Sekelompok tamu terpilih mendapat liburan istimewa di sebuah pulau bernama Fantasy Island. Awalnya, mereka tidak paham tujuan mereka ke sana selain hanya untuk berlibur. Namun, seperti namanya, pulau ini ternyata sungguhan mampu untuk mewujudkan fantasi terdalam para pengunjungnya. Mr. Roarke, sang bos yang misterius adalah pemilik resor unik ini. Para tamu pun terjebak dalam dunia impian mereka tanpa menyadari bahaya yang mengancam nyawa mereka.
Di awal, disajikan satu adegan pembuka yang tipikal di genrenya yang memberi kesan pada penonton, ke mana arah plotnya bakal berjalan. Namun, semua berubah ketika 5 orang tamu baru tiba di pulau. Kita tahu, sesuatu pasti akan terjadi pada mereka tapi apa? Adegan demi adegan berjalan terus menggugah rasa penasaran dan sempat terbersit apa ini semacam virtual reality? Mau tak mau, kita hanya bisa mengikut alur plotnya yang mengalir terus. Menarik memang tapi sepanjang cerita kita sering kali dicekoki aturan main yang tak jelas, dan ketika sisi absurd mulai muncul, kebingungan semakin menjadi. Alhasil sisi ketegangan tergerus oleh ketidaktahuan dan rasa penasaran kita. Apa semua ini nyata atau ilusi, atau lainnya? Kita semakin tidak peduli. Jika saja mengarah ke ranah fiksi ilmiah, film ini bisa jadi bakal lebih menarik.

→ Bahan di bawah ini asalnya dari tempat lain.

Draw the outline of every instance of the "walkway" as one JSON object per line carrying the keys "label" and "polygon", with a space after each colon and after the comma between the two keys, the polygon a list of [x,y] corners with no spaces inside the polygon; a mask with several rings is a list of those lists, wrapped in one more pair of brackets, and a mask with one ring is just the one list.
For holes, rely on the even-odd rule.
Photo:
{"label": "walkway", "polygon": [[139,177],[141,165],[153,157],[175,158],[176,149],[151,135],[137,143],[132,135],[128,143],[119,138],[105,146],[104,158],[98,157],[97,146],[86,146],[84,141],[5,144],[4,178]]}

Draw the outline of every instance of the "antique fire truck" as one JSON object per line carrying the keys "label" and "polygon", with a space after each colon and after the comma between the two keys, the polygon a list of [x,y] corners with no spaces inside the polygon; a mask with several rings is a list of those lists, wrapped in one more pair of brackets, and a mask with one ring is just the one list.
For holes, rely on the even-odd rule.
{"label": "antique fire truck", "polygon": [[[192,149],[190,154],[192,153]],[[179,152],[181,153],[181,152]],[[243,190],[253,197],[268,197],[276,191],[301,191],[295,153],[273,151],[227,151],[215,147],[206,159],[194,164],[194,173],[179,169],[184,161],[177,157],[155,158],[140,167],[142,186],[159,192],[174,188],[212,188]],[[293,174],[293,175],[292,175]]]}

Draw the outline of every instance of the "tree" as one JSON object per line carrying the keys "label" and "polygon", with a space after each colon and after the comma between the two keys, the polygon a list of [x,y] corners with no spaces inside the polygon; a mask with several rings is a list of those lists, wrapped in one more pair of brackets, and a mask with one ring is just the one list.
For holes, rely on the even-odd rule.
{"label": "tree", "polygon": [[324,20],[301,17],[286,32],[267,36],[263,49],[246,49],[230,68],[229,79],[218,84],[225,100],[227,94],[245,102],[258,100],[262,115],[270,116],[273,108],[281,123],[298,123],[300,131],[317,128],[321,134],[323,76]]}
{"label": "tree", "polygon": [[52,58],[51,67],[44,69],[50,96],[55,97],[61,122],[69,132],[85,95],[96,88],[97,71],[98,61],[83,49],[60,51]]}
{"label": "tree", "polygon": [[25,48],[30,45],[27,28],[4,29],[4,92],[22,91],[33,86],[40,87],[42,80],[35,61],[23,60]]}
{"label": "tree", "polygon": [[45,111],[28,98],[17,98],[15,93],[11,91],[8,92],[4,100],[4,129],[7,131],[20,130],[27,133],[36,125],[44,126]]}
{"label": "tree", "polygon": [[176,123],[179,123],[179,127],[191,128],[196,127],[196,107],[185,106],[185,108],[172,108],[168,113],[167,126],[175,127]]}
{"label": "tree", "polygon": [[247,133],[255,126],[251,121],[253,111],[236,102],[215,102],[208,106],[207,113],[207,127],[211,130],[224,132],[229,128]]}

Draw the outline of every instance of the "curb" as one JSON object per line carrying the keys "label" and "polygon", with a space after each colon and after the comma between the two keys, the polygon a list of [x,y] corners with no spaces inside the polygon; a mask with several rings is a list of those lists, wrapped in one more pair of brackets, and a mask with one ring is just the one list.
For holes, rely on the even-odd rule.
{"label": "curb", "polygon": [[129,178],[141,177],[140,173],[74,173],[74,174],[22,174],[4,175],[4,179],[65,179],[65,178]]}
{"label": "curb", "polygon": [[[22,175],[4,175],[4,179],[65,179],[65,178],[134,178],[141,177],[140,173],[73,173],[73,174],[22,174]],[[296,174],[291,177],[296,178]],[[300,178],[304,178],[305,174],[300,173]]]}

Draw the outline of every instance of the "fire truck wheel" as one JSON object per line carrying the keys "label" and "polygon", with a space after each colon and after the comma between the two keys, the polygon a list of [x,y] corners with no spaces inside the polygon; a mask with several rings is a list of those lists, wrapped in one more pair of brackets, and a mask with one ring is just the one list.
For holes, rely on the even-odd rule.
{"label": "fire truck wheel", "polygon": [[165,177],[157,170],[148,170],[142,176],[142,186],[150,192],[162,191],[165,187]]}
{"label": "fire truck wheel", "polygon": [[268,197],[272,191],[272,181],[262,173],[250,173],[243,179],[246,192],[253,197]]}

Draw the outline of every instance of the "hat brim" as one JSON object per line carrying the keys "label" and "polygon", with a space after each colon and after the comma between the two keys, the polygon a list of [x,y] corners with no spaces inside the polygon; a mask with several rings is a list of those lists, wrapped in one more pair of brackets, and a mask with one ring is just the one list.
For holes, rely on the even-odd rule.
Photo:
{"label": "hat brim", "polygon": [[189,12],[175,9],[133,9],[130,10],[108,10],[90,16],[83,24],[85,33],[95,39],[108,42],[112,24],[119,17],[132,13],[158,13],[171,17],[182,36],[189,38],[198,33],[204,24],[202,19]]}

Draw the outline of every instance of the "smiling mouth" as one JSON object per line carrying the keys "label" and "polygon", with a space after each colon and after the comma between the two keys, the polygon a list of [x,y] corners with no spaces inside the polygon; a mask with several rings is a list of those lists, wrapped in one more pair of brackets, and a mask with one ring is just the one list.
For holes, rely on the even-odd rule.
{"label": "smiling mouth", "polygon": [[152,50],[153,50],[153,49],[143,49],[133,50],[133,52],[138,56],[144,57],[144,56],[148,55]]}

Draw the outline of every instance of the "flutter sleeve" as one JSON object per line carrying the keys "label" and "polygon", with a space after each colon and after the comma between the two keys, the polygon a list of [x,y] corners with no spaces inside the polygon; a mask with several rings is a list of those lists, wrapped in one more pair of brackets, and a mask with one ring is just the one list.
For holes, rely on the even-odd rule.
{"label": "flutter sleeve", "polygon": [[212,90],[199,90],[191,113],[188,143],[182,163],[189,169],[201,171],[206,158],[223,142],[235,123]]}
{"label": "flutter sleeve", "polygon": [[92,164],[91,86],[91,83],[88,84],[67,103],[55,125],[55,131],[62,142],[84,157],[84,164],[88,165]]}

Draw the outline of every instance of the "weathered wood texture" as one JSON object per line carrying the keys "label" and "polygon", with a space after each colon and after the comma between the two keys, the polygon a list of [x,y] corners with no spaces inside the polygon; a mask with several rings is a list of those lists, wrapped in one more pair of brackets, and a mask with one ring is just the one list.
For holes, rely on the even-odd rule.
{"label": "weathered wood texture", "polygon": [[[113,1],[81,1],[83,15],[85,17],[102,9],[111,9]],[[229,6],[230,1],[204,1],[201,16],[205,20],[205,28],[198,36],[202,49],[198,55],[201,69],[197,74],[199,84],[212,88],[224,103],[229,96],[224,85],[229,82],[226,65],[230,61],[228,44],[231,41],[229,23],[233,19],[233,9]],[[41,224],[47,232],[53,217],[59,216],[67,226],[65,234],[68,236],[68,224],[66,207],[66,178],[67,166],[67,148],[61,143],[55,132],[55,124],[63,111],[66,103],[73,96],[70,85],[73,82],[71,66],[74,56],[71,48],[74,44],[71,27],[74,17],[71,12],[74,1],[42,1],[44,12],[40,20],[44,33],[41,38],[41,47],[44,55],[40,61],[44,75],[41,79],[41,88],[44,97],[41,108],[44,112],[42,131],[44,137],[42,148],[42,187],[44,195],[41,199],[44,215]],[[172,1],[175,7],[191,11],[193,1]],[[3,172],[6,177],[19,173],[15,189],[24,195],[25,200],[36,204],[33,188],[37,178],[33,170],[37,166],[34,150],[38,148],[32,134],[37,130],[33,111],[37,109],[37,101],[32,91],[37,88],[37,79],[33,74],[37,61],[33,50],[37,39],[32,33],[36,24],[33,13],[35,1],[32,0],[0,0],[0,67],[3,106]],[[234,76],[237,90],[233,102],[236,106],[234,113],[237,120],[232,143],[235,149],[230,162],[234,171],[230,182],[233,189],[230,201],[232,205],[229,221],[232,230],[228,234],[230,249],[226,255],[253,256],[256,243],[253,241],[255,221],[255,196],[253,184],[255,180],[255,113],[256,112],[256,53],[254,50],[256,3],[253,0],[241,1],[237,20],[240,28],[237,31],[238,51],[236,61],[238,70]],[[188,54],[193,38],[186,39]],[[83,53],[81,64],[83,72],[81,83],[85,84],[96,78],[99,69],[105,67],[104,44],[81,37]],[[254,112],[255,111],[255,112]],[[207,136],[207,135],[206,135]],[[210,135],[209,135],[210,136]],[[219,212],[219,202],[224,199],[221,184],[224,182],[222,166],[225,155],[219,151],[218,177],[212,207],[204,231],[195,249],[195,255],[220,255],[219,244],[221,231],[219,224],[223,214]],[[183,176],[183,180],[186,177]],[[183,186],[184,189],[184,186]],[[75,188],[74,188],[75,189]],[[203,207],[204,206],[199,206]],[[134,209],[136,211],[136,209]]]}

Sisi misteri yang memang membuat penasaran didukung kuat oleh “permainan” setting yang menawan. Ruang realita dan “ilusi” membuat film ini terasa seperti “escape room”, namun dalam bentuk berbeda. Dalam satu pintu, kita bisa masuk ke ruang lain dalam dimensi berbeda. Jika saja diproduksi dengan bujet lebih besar dan skala cerita yang lebih luas, film ini rasanya bisa jauh lebih menarik. Level kisah sebrilian Inception masuk dalam pikiran saya. Sayang sekali. Trauma, ketakutan, dan mimpi tiap orang jelas bisa dieksplor jauh lebih dalam dari ini, tidak hanya semata formalitas untuk menakuti penonton.
Dengan aturan main dan plot yang absurd, Fantasy Island tak mampu memberikan apa yang dijanjikan premisnya. Sang kreator tak mampu membuat cerita yang berpotensi ini menjadi lebih menarik dan subtil. Melepas trauma dan rasa bersalah yang menjadi pesan filmnya hanya digali tanggung, dan hasilnya pun setengah-setengah. Pada akhirnya, Fantasy Island hanya merupakan hiburan biasa sebagai pengisi waktu luang tanpa memberi kesan yang membekas.